Centralized, but alienated?
When regarding strategic sourcing, one may conceive of a roundtable comprised of professionals, each of whom represents a different department. They express needs pertaining to business processes, materials, labor capabilities and so forth.
While they may have realized that consolidating time and resources is conducive to eliminating redundancies, the question is: Are they forgetting about the experts scrutinizing supplier practices?
The spider web structure
Revisiting the spider web analogy, it's important to think about the center of the web as the procurement team. Each member has business contacts throughout the world, enabling the enterprise as a whole to benefit from these connections if need be. Like all professional relationships, some connections are stronger than others, and a few may even operate behind a facade.
According to IndustryWeek contributor Tom Bianculli, each supplier relationship affects distribution and customer satisfaction. The more transparent connections are, the better procurement services can deduce whether or not overseas partners are detrimental or beneficial.
As one can imagine, technology plays a critical role in helping businesses achieve this level of visibility. However, clarity is only valuable when human insight is applied. For example, how does an African miner's tungsten production methods tarnish or benefit the reputation of a computer chip-maker?
What's fabricated? What's legitimate?
When engaging in conversation, it's not uncommon for some people to exaggerate or misrepresent situations to enhance their own image or manipulate others' perceptions. Unfortunately, the same can be said about a few businesses.
This doesn't mean companies are something to be feared or are harboring malicious intentions (some do, but they're few and far between). However, hiring global financial analysts and other such professionals to scrutinize each supplier connection is imperative.
A fault in the web
When an enterprise's reputation is damaged due to a fabricated or faulty connection, this could also result in unforeseen losses that impact its bottom line in a negative way. One only has to look at Apple's iPhone 6 panic, which was noted by Supply Chain Digital.

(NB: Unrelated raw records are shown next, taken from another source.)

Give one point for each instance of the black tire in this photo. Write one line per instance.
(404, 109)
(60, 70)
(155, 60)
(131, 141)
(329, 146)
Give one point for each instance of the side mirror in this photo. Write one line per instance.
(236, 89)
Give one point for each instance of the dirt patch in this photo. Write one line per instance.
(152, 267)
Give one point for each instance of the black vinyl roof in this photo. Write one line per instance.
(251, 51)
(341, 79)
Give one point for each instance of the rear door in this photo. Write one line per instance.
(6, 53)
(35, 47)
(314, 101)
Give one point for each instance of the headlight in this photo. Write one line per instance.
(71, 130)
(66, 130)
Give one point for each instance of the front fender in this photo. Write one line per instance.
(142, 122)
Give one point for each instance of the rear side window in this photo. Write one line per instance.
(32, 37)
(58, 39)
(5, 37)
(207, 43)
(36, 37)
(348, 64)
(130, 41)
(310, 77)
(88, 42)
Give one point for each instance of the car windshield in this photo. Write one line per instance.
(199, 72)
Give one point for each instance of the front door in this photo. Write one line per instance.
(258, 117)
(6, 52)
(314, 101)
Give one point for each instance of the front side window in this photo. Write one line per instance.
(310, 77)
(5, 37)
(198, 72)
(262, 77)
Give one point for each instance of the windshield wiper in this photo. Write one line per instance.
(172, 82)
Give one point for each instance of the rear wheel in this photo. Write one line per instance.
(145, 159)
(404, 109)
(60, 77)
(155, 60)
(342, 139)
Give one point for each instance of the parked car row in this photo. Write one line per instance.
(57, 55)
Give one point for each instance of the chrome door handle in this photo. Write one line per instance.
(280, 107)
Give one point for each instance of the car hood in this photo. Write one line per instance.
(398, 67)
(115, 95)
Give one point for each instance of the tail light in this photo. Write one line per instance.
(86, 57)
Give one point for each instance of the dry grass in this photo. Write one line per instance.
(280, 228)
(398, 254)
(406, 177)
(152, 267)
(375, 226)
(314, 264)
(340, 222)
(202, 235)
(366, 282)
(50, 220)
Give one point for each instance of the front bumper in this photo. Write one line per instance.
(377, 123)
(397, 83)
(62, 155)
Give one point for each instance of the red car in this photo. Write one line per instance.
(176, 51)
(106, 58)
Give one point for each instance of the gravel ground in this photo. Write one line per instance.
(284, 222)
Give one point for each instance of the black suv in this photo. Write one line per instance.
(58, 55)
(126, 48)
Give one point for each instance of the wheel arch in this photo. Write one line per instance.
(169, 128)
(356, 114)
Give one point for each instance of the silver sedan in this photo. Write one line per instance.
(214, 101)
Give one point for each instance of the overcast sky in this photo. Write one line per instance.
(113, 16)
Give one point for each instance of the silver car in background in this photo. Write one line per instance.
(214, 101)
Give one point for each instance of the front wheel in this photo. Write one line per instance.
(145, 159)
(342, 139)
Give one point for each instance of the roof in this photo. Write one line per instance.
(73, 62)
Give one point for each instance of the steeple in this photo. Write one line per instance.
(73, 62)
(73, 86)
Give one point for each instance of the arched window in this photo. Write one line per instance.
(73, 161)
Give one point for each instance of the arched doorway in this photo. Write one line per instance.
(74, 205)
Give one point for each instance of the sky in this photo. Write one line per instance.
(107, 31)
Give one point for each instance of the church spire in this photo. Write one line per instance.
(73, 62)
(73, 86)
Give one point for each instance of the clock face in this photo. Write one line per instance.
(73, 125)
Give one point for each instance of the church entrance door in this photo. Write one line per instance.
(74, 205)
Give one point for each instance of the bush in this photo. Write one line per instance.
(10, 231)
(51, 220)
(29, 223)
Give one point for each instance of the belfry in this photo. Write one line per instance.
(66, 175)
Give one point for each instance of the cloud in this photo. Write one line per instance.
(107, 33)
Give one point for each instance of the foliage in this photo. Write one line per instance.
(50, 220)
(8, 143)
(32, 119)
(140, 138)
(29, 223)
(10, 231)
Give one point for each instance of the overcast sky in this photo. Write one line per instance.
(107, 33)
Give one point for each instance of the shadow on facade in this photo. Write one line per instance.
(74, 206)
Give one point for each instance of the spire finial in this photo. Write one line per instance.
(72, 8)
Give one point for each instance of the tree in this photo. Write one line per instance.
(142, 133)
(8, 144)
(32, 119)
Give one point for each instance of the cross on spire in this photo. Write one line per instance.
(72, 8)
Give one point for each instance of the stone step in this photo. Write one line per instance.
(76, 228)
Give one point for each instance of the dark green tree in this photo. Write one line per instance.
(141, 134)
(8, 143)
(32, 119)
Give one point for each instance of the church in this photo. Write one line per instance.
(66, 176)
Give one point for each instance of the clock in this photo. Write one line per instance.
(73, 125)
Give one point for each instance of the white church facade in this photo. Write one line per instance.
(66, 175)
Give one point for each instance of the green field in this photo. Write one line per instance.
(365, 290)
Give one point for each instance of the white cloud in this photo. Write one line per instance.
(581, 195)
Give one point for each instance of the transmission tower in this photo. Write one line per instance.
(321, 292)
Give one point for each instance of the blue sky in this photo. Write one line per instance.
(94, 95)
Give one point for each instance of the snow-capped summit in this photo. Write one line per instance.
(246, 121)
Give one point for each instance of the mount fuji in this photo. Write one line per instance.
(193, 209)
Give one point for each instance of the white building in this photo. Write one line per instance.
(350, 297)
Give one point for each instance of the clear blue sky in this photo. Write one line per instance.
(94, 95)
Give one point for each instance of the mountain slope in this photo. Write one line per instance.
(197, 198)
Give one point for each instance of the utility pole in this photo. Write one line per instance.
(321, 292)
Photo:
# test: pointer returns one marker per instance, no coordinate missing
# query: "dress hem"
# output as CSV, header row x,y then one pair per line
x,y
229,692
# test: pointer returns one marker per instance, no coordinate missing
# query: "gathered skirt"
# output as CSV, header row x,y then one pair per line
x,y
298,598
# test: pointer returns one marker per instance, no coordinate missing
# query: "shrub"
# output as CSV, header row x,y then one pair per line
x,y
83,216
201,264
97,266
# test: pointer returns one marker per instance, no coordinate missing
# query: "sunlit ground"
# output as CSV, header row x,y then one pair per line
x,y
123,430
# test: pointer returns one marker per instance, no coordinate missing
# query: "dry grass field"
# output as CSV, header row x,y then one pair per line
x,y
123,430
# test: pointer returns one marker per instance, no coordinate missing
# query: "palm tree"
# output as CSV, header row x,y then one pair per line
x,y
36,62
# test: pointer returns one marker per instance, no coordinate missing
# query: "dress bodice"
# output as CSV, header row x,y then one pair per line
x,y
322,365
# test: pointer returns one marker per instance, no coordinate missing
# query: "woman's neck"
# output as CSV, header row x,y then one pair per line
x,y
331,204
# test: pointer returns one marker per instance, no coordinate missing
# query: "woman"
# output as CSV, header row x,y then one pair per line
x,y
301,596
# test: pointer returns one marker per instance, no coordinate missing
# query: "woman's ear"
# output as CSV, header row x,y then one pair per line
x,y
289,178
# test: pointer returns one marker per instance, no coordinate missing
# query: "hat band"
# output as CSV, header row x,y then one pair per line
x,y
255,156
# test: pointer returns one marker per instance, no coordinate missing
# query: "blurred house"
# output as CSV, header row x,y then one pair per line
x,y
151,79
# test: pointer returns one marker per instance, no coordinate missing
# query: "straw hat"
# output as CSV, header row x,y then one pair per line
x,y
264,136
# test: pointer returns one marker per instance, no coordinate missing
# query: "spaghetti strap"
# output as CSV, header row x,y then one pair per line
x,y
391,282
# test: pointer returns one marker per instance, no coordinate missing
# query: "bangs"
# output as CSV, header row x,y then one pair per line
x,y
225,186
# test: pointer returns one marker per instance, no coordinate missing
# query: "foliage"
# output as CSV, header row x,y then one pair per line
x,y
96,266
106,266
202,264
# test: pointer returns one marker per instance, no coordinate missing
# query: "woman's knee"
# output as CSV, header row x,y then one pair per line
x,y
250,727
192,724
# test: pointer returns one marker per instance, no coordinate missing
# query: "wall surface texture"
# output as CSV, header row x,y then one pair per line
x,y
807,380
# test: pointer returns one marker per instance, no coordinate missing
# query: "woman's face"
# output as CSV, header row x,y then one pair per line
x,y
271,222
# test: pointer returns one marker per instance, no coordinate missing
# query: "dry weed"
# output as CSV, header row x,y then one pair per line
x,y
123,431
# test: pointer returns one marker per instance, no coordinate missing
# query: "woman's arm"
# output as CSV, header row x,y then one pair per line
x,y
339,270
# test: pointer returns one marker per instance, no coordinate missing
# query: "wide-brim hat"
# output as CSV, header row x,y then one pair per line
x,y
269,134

Apparently, two Apple suppliers asserted the backlight that helps illuminate the touch screen needed to be revised because it was too thin. This seemingly minor oversight sent the tech developer into a frenzy in an attempt to reconstruct the devices for a September 9 unveiling.
While manufacturers may receive most of the blame, it actually belongs to the development team - an often overlooked part of the procurement process.
Accounting for every relationship when sourcing is irrefutably important, as it can ultimately reduce a number of risks.